[Issue 785] Make 'cent' and 'ucent' syntactically valid pending implementation

d-bugmail at puremagic.com d-bugmail at puremagic.com
Mon Oct 29 04:36:52 PDT 2007


http://d.puremagic.com/issues/show_bug.cgi?id=785


smjg at iname.com changed:

           What    |Removed                     |Added
----------------------------------------------------------------------------
           Severity|normal                      |enhancement
             Status|RESOLVED                    |REOPENED
         Resolution|INVALID                     |
            Summary|static if(is(cent)): "basic |Make 'cent' and 'ucent'
                   |type expected, not cent"    |syntactically valid pending
                   |                            |implementation




------- Comment #4 from smjg at iname.com  2007-10-29 06:36 -------
That doesn't follow.  Because the token is syntactically illegal at the moment,
and because versioned out code still has to be syntactically valid, that won't
work.  Though you could use a mixin to get around the difficulty, this is a
rather dirty workaround.  It would be silly if library code that wants to use
cent if it's implemented has to either be peppered with such mixins or define
its own alias and check if that exists instead.

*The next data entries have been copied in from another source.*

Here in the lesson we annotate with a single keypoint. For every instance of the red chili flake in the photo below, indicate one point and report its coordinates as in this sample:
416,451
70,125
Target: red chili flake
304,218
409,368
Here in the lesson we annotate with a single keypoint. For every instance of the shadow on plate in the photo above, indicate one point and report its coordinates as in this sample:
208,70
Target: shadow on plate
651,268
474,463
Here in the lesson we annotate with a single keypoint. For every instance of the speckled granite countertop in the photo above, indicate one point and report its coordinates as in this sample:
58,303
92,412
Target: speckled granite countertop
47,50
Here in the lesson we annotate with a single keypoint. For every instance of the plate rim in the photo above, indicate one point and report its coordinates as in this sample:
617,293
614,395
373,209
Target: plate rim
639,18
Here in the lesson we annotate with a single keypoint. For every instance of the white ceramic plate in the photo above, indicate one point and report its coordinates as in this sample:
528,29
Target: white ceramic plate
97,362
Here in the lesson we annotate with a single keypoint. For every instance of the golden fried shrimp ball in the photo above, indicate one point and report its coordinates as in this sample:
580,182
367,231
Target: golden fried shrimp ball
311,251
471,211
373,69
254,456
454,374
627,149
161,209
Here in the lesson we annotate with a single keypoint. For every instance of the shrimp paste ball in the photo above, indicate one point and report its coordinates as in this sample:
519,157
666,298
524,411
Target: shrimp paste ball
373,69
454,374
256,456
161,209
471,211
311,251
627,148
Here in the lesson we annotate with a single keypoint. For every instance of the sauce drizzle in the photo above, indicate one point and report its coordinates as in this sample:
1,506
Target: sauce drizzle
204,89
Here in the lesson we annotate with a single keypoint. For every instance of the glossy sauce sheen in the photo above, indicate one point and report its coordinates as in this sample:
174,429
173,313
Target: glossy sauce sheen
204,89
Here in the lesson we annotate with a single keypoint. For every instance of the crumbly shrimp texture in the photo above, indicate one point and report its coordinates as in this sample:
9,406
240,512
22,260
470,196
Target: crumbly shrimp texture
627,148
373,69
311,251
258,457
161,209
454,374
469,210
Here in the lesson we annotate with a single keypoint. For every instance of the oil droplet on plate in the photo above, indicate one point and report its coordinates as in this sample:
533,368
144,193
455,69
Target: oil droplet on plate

Besides, how is one supposed to know in which (DM)D version cent/ucent will be
implemented?  Similarly, with the number of different version identifiers
people are likely to make up, they can't all coincide with the one that you
decide to use.  And even if any time now you decide on a version identifier
(such as D_Cent) that is going to denote support for this feature, it is a much
neater solution if is(cent) or is(ucent) is defined to do the same, and
attempts to use cent/ucent rejected at the semantic, not syntactic, level.

Meanwhile, I'm changing this to an enhancement request.

And it should be straightforward to implement.  Effectively, cent and ucent
would parse as BasicType, but the semantic analysis would treat them as the
_identifiers_ 'cent' and 'ucent', which are always undefined because they
cannot be used in declarations, where the _syntax_ requires an Identifier.